Sitting around, shooting the shit with your friends and somehow or another an old game gets brought up. “Man, Final Fantasy VI was such a good game.” “I dunno, I haven’t played it.” “Why not? It’s one of the best FF games, if not the best FF game, ever. You should give it a try.” “Can’t do it. I can’t go back to old games. It just looks so old.” This happens to any game you bring up from the SNES generation, PS1/N64 Generation and the PS2/Xbox generation. For many, there’s a window that first time-players are willing to try a game and once that time passes, it’s hard for them to give it a try. This even happens to people who have played it long ago, but I think the window for replaying it lasts longer than for those that didn’t play it during its original time, but without hard numbers its only speculation and I might try to find this out in a different article.

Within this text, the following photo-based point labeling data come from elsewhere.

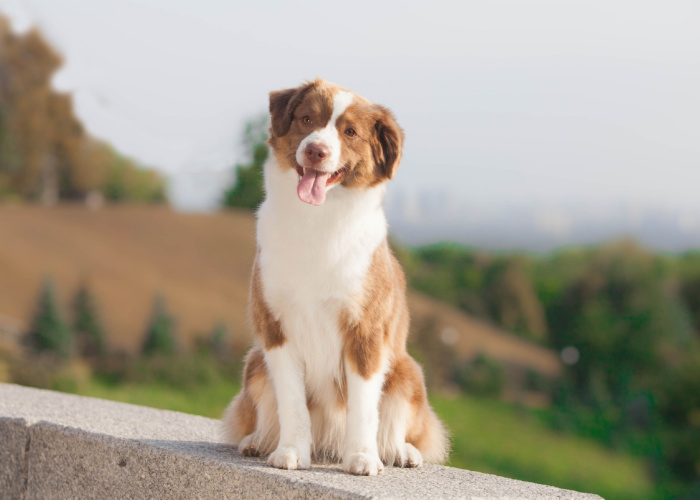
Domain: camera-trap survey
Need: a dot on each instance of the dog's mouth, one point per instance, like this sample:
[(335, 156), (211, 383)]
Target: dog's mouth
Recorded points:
[(313, 183)]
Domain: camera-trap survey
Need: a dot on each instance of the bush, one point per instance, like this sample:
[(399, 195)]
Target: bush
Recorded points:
[(89, 332), (160, 335), (48, 331), (483, 377)]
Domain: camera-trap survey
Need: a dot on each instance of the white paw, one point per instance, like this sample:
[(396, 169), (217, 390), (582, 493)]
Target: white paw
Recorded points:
[(246, 448), (363, 464), (287, 457), (413, 457)]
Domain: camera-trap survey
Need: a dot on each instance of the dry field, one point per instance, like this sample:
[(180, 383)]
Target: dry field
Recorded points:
[(201, 263)]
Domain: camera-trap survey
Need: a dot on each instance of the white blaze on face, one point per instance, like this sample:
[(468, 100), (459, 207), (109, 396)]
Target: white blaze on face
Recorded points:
[(327, 136)]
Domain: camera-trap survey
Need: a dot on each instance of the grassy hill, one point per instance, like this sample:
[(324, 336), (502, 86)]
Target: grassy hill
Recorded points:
[(201, 263)]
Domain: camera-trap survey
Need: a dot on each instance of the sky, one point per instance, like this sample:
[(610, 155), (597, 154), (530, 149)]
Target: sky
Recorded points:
[(502, 102)]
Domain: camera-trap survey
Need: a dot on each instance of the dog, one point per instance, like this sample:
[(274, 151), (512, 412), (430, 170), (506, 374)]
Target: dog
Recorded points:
[(329, 377)]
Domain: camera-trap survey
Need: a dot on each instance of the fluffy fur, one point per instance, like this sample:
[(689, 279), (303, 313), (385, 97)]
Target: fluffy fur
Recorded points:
[(329, 376)]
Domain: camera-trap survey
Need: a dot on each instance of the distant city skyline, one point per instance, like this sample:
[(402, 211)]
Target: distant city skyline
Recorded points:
[(503, 103)]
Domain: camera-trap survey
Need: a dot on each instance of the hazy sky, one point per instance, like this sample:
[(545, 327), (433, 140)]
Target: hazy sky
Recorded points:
[(501, 101)]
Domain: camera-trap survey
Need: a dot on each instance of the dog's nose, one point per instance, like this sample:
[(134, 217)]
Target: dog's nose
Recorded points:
[(315, 153)]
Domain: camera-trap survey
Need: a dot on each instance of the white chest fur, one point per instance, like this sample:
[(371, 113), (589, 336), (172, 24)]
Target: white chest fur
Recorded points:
[(313, 261)]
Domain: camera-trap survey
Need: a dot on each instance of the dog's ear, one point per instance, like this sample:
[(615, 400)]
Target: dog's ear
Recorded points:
[(282, 106), (387, 143)]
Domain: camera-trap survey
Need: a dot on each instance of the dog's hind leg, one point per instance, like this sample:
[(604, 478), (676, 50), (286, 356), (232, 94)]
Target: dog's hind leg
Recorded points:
[(250, 421), (410, 432)]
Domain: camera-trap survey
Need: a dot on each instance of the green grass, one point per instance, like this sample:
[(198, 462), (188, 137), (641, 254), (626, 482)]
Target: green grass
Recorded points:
[(494, 437), (487, 436)]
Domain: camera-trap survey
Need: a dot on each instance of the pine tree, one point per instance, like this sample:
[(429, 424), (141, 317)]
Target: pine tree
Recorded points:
[(49, 332), (89, 331), (160, 336), (247, 191)]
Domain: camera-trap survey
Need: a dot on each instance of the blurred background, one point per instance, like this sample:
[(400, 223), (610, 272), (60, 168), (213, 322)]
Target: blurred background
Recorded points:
[(546, 211)]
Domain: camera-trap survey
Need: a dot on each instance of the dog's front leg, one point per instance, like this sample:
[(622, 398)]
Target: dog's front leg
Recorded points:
[(287, 374), (360, 454)]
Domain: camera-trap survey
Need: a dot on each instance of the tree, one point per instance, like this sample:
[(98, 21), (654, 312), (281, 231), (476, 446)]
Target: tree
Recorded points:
[(45, 152), (89, 332), (247, 190), (48, 331), (617, 314), (160, 335)]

Then why are some games easier to go back to than others? Funny enough, it seems easier to go back to games from the NES/SNES and even some PS1-era games than PS2-era games. Does this mean that the older a game gets, there’s some magical threshold that makes it easier, more desirable to try it instead of less? Well, I wouldn’t say that. Most of the games that I tend to find myself and find others going to play and replay are games that are closer in creation to SNES/NES type games, meaning 2D-Platformers and RPGs. I think the big ingredient to longevity is what was found in the many games of this generation of consoles.